Waters’ ACQUITY PREMIER Solution featuring MaxPeak High Performance Surfaces significantly improves recovery, peak shape, and reproducibility of phosphorylated peptides compared to conventional LC hardware and columns.

Introduction

Adsorption phenomena and strategies to reduce their impact on chromatographic performance continues to be an area of on-going interest. Adsorption artifacts, such as peak tailing, can increase assay variability and reduce the accuracy of quantitative analyses. These challenges are further exacerbated when working at trace-levels where adsorption artifacts can lead to diminished sample recovery and poor detector response of analytes. In certain instances, these adsorption artifacts can be attributed to interaction of analytes with metal surfaces. The underlying mechanism being that analytes bearing electron-rich moieties act as a Lewis base and adsorb in a non-covalent manner to electron deficient active sites on the metal surface of the LC and column hardware. Metal-induced adsorption artifacts such as this are of particular concern in the pharmaceutical industry where metal-sensitive moieties such as carboxylic acid and/or phosphate groups are commonly encountered in the composition of drug products. Efforts to reduce risk and untimely delays associated with method development or routine investigations require deployable solutions that can deliver reproducible results that accurately reflect drug composition. 

Results and Discussion

The ACQUITY PREMIER System featuring MaxPeak High Performance Surfaces (HPS) technology is Waters’ answer to challenges associated with adsorptive losses due to analyte/surface interaction. Based on experience and established knowledge, Waters ACQUITY PREMIER product line featuring MaxPeak HPS technology is purposely engineered with a barrier layer to reduce non-specific adsorption of analytes for increased recovery, improved peak shape, and reproducibility of sensitive analytes. The objective of this study is to demonstrate the benefits of the ACQUITY PREMIER System in the analysis of phosphorylated peptides when working at trace levels using a reversed-phase liquid chromatography technique.

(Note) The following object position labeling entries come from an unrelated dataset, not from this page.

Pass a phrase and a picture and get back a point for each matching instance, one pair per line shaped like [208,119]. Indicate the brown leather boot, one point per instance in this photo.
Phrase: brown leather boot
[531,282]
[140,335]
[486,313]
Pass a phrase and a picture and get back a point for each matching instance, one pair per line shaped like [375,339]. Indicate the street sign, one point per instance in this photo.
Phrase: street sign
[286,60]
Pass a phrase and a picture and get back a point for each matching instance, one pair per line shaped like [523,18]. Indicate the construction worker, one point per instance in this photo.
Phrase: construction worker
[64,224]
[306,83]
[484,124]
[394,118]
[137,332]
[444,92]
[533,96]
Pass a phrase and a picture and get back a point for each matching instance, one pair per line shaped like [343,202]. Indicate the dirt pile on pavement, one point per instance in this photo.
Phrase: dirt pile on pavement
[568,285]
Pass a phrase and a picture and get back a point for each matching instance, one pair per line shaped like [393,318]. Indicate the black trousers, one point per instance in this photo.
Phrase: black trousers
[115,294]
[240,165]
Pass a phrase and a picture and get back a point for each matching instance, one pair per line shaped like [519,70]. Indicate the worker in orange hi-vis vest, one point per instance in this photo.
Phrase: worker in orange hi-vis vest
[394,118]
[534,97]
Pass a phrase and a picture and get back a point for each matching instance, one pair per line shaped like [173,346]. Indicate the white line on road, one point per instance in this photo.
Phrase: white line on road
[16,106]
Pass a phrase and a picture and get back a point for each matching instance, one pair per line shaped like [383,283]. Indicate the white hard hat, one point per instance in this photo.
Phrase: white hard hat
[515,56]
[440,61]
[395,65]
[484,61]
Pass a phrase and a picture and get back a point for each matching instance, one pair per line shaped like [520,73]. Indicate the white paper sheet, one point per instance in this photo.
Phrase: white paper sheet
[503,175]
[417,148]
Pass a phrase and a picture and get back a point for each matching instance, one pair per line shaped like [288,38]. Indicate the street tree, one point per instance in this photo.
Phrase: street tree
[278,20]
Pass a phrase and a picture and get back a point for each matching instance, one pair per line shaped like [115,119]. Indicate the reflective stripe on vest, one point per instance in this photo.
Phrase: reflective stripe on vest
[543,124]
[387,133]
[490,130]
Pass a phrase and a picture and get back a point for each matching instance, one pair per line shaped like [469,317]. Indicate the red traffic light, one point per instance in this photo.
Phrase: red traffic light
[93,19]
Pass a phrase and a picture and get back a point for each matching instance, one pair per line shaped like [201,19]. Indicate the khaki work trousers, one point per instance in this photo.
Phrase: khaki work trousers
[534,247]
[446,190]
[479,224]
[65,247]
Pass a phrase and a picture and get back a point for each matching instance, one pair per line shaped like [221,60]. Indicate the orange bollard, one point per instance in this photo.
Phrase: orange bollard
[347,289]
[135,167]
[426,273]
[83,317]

A comparison of three system configurations was made to examine how the ACQUITY PREMIER Solution featuring MaxPeak HPS technology improves sample recovery and peak shape compared to systems configured with conventional metal surfaces. These configurations include: a conventional LC system with a stainless-steel column, the same conventional LC system configured with an ACQUITY PREMIER Column, and the ACQUITY PREMIER Solution which is comprised of an ACQUITY PREMIER System configured with an ACQUITY PREMIER Column featuring MaxPeak HPS technology. In this study, a singly phosphorylated peptide (sequence VNQIGpTLSESIK, monoisotopic mass 1368.6776 Da) from the Waters MassPREP Phosphopeptide Standard Enolase (Waters P/N: 186003285) was used to evaluate the performance of ACQUITY PREMIER with MaxPeak HPS technology. Phosphates ability to complex with metal-ions due to its electron-rich structure makes it an ideal probe to evaluate MaxPeak High Performance Surfaces technology and by extension the potential impact of ACQUITY PREMIER technology in the analysis of phosphate-containing analytes. 

Briefly, a 2.0 µL injection of sample (3 pmol/µL) was separated under reversed phase LC conditions using a 1.85% B/min gradient (MP A: H2O, 0.1% v/v FA, MP B: MeCN, 0.1% v/v FA). An ACQUITY QDa single quadrupole mass detector was used for data acquisition using selected ion recording (SIR) mode for maximum sensitivity (see figure 1 for instrument settings). Empower 3.0 (FR 4) was used for peak integration and data processing. An ACQUITY UPLC H-Class PLUS Bio System configured with an ACQUITY UPLC CSH C18 Column (P/N: 186005297) was used to represent a conventional LC system for comparison to the ACQUITY PREMIER Solution which was comprised of a ACQUITY PREMIER System configured with an ACQUITY PREMIER CSH Column (P/N: 186009488). 

Figure 1. ACQUITY PREMIER with HPS technology. A) A selected ion recording (SIR) chromatogram for the [M+2H]+2 charge state (m/z = 685.0) of a singly phosphorylated peptide (sequence: VNQIGpTLSESIK, average mass = 1369.4 Da) was used to determine MS-response for a conventional LC system and column (top panel), a conventional LC system configured with an ACQUITY PREMIER Column (middle panel), and an ACQUITY PREMIER System configured with an ACQUITY PREMIER Column (bottom panel). B) Mean peak area and standard deviation of corresponding SIRs for the phosphorylated peptide peak were calculated using a set of 3 replicate injections. ACQUITY QDa Mass Detector settings: Probe temperature = 600 °C, Capillary voltage = 1.5 kV, Cone voltage = 10 V, SIR = 685.0 m/z.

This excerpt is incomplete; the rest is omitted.